Il 4 marzo, le urne hanno decretato due vincitori: la Lega di Matteo Salvini ed il M5S di Luigi Di Maio. Al centro dei loro programmi elettorali c’era l’abolizione-superamento della famigerata riforma Fornero con la reintroduzione della cosiddetta quota 100 o quota 41.
Quota 100 e quota 41
Nel primo caso si potrebbe andare in pensione di vecchiaia se età più anni di contributi arrivano alla fatidica quota 100. E quindi 62 anni di età più 38 anni di contributi versati, oppure 64 e 36, 65 e 35, 66 e 34, e così via. La quota 41, invece indicherebbe la possibilità di andare in pensione anticipata con 41 anni di contributi versati – in questo caso l’età raggiunta non conterebbe. Secondo il presidente dell’Inps Tito Boeri, queste misurebbe costerebbero “circa 90 miliardi in termini di debito pensionistico aggiuntivo”.
La prossima manovra finanziaria
Tanti soldi, a cui bisogna aggiungere le cifre che bisognerà trovare con la prossima manovra: i 12,4 miliardi di euro per sterilizzare l’aumento automatico dell’Iva – dal 22 al 24,2% – dal 1 gennaio, – per le cosiddette clausole di salvaguardia -, 12 miliardi per il rispetto degli obiettivi di riduzione del deficit scritti nei documenti di finanza pubblica, 2 miliardi per il rinnovo dei contratti del pubblico impiego ed altri 5 per spese che non si possono differire come le missioni internazionali i finanziamenti agli enti pubblici. Già così si supererebbero i 30 miliardi di euro, a cui probabilmente ci sarebbero da aggiungere altri 3,5 miliardi di euro della manovra primaverile per aggiustare qualche piccolo sforamento di bilancio rispetto agli obiettivi dell’ultima legge finanziaria.
Il rapporto della Commissione europea
A complicare il quadro sta arrivando il rapporto di primavera della Commissione europea dal titolo “Ageing Report 2018”. Secondo questo documento, l’Italia avrebbe un picco della spesa pensionistica nel 2040: la stima è che sarà pari al 18,5% del Pil.

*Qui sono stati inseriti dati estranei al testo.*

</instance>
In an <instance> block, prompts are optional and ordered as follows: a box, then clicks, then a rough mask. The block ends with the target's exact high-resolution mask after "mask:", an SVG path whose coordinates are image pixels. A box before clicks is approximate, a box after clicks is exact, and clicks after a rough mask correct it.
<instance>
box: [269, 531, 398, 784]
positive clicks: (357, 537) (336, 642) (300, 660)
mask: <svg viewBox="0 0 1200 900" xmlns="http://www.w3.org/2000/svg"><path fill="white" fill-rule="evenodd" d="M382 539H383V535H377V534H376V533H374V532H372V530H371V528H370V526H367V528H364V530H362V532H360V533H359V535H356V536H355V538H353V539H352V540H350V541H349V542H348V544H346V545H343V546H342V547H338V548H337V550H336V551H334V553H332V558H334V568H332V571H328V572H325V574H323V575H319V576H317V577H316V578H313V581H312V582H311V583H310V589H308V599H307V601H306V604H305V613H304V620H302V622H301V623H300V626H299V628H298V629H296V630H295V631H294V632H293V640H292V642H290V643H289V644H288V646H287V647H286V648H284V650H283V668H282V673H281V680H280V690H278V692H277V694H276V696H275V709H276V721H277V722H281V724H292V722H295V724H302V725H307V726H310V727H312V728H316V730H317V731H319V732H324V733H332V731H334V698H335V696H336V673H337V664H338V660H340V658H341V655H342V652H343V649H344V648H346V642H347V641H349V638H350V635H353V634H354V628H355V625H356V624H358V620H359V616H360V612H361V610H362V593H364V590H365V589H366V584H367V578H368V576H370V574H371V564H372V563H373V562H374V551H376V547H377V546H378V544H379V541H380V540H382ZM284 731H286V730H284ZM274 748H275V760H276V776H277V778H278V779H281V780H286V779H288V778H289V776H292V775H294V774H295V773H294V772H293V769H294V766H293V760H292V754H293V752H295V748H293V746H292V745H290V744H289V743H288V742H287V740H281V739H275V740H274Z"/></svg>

Secondo i calcoli italiani sarebbe al 16,3% del Pil, un valore comunque superiore al record storico del 2015, quando la spesa pensionistica arrivò a contare il 15,7% del Pil.
Ovviamente si tratta di stime, che prendono in considerazione la riduzione dell’immigrazione – viste le posizioni di Lega e M5S -, e quindi dei lavoratori attivi, e il fatto che provvedimenti come l’Ape Social e l’Ape volontaria, così come le salvaguardie degli esodati abbiano permesso a diverse tipologie di lavoratori di ottenere la pensione – con un aumento di costi per il nostro paese.
Queste incertezze sulle stime non può nascondere il fatto che noi quarantenni corriamo un rischio: con il superamento della legge Fornero potrebbe aumentare sensibilmente la spesa pensionistica, e nel giro di qualche anno, per riequilibrare questo errore, ci potrebbe essere un nuovo giro di vite, peggiore di quello attuato con la riforma Fornero.